La femme du tram du matin s’était installée dans un coin près de la fenêtre et était déjà au travail. Ses doigts volaient sur le clavier, en équilibre expert sur son genou. Elle a composé un numéro, s’est présentée, a nommé l’entreprise pour laquelle elle travaillait, a mentionné une date limite, puis a demandé à la personne à l’autre bout du fil si elle pouvait obtenir un commentaire sur un événement récent et son impact sur les personnes concernées.
Un long silence a suivi, interrompu seulement par ses murmures d’accord ou de sympathie ou d’encouragement alors que la personne à l’autre bout semblait partager son point de vue, inconsciente du fait que la femme dans le tram, malgré ses sons doux, tapait furieusement , enregistrant tout ce qu’on lui disait.

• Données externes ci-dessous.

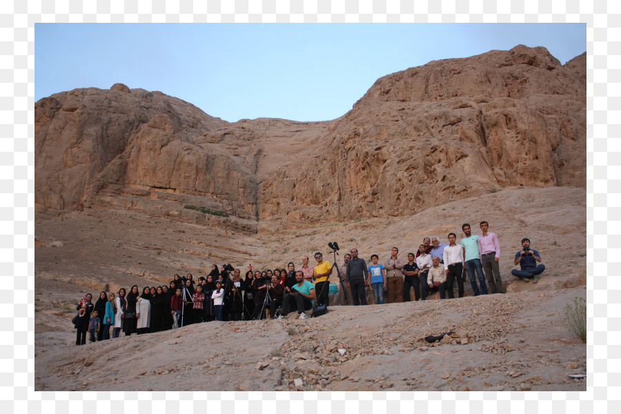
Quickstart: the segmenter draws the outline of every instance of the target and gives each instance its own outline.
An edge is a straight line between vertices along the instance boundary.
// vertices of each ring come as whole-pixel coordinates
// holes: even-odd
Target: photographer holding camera
[[[284,293],[284,288],[282,284],[278,283],[278,278],[276,275],[272,276],[272,280],[269,284],[270,299],[270,317],[276,319],[276,310],[282,306],[283,296]]]
[[[513,269],[511,275],[524,282],[530,282],[532,279],[533,283],[537,283],[539,282],[539,275],[546,270],[546,266],[543,264],[537,265],[538,262],[541,262],[541,256],[536,250],[531,248],[531,241],[529,239],[522,239],[522,250],[515,253],[515,260],[513,262],[513,264],[520,264],[520,270]]]

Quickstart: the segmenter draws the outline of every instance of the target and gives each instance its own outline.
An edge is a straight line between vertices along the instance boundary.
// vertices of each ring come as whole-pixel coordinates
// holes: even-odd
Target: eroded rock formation
[[[36,207],[270,231],[408,215],[502,186],[584,187],[586,81],[586,54],[562,66],[519,46],[384,77],[326,122],[231,124],[120,83],[55,94],[35,104]]]

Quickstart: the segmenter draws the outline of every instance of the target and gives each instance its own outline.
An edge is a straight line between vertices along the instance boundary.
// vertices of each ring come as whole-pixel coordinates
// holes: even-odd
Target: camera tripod
[[[332,253],[334,253],[334,264],[332,265],[332,269],[333,269],[334,268],[337,268],[337,275],[339,277],[339,283],[341,284],[341,288],[343,289],[343,294],[345,295],[345,303],[346,303],[348,305],[350,305],[351,304],[351,303],[349,302],[349,296],[347,295],[347,289],[345,288],[345,283],[343,282],[343,278],[341,277],[341,270],[340,269],[339,269],[339,266],[337,265],[336,255],[337,254],[337,250],[339,250],[338,244],[337,244],[335,242],[333,244],[328,244],[328,246],[330,244],[333,244],[333,246],[331,247],[333,250]],[[332,273],[332,269],[330,270],[331,273]],[[328,279],[326,279],[326,281],[329,281],[329,277]],[[324,287],[326,287],[325,285],[324,286]]]
[[[263,299],[263,304],[261,306],[261,311],[259,313],[259,319],[257,319],[259,321],[260,321],[263,315],[265,315],[264,313],[266,308],[267,308],[267,304],[271,302],[271,298],[270,297],[270,283],[271,282],[268,282],[265,285],[265,299]]]
[[[239,298],[239,301],[241,301],[241,313],[242,313],[242,314],[245,314],[245,315],[248,315],[250,317],[250,319],[252,319],[252,318],[253,318],[253,315],[250,315],[250,312],[249,312],[248,310],[248,308],[246,308],[246,305],[244,304],[244,297],[241,296],[241,294],[239,293],[240,290],[241,290],[241,282],[242,282],[242,281],[240,279],[239,282],[240,282],[240,283],[239,283],[239,287],[235,286],[235,295],[234,295],[234,297],[235,297],[235,298]],[[228,290],[229,290],[229,291],[230,291],[230,290],[233,288],[230,286],[230,283],[234,283],[234,282],[230,282],[230,281],[228,280],[228,279],[227,279],[227,281],[225,282],[225,285],[228,286]],[[226,292],[226,289],[225,289],[224,291]],[[233,305],[233,306],[235,306],[235,305]]]
[[[188,290],[188,287],[186,286],[186,280],[187,280],[187,279],[186,279],[186,277],[184,276],[184,277],[183,277],[183,279],[181,279],[181,280],[183,280],[183,282],[184,282],[184,306],[181,306],[181,328],[183,328],[183,327],[184,327],[184,312],[185,312],[185,310],[186,310],[186,298],[187,297],[186,296],[186,293],[187,292],[188,296],[190,296],[190,299],[192,299],[192,297],[191,297],[191,295],[190,295],[190,291]]]

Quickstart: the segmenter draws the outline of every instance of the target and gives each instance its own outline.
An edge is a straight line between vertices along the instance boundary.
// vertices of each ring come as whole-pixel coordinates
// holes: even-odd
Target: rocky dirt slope
[[[562,308],[584,288],[210,322],[83,346],[36,338],[37,391],[582,391]],[[423,339],[455,332],[456,339]]]
[[[574,297],[586,295],[585,195],[584,188],[507,188],[411,217],[329,222],[276,235],[244,235],[119,208],[39,215],[35,386],[584,389],[584,380],[567,375],[586,371],[586,346],[560,313]],[[242,270],[250,263],[262,269],[299,264],[301,256],[315,251],[328,255],[326,245],[335,240],[344,250],[357,247],[367,259],[373,253],[385,257],[393,245],[405,254],[425,235],[444,241],[454,231],[461,238],[462,223],[476,228],[482,219],[499,235],[504,295],[473,297],[466,283],[467,296],[460,299],[333,307],[306,322],[203,324],[174,333],[72,345],[70,320],[88,292],[97,296],[135,284],[163,284],[175,273],[205,276],[212,263],[230,262]],[[509,274],[524,237],[547,268],[537,284]],[[460,336],[457,344],[430,347],[420,340],[450,331]],[[344,355],[339,348],[347,350]]]

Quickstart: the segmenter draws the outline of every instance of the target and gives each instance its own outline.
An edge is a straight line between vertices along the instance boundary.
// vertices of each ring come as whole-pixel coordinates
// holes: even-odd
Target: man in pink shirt
[[[481,221],[480,225],[483,234],[479,236],[479,253],[481,255],[481,264],[485,273],[485,278],[489,286],[489,293],[502,293],[502,278],[500,277],[500,246],[496,235],[487,231],[489,224]]]
[[[296,271],[299,270],[304,276],[304,280],[307,280],[313,283],[313,270],[314,268],[308,266],[308,256],[302,257],[302,265],[297,268]]]

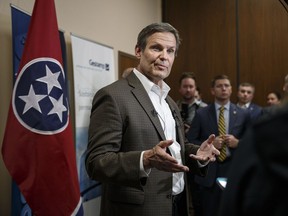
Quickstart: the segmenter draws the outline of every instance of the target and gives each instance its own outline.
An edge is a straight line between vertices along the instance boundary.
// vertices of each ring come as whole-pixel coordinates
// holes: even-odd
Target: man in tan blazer
[[[154,23],[138,35],[139,65],[100,89],[89,126],[86,169],[102,182],[101,215],[186,216],[186,172],[205,175],[219,151],[211,135],[186,143],[176,103],[163,81],[179,48],[177,30]]]

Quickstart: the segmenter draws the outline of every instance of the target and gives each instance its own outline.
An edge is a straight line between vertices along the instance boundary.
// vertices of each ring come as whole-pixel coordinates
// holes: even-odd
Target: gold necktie
[[[220,136],[225,136],[226,126],[224,118],[224,106],[220,107],[219,119],[218,119],[218,131]],[[220,155],[218,156],[218,161],[222,162],[226,159],[226,144],[223,143],[222,148],[220,149]]]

L’appel s’est terminé et la femme a tapé, ignorant que le reste des voyageurs du tram savaient maintenant exactement qui elle était et sa mission pour la journée.
Les transports en commun sont devenus un nouvel espace de travail, où des conversations intimes se tiennent devant des dizaines d’inconnus.Crédit:
Les transports publics sont-ils devenus un bureau mobile où de longs appels professionnels et personnels sont passés sur le chemin du travail pour cocher la liste des choses à faire ou vider un bac mental ? Est-ce là que les travailleurs qui manquent de temps trouvent du temps supplémentaire ? Avons-nous tellement l’habitude de passer des appels avec des écouteurs que nous ne remarquons pas qu’il y a d’autres personnes autour qui peuvent entendre nos appels ? Quelles sont les implications pour la vie privée des travailleurs lorsque des questions privées sont discutées franchement dans des lieux publics ?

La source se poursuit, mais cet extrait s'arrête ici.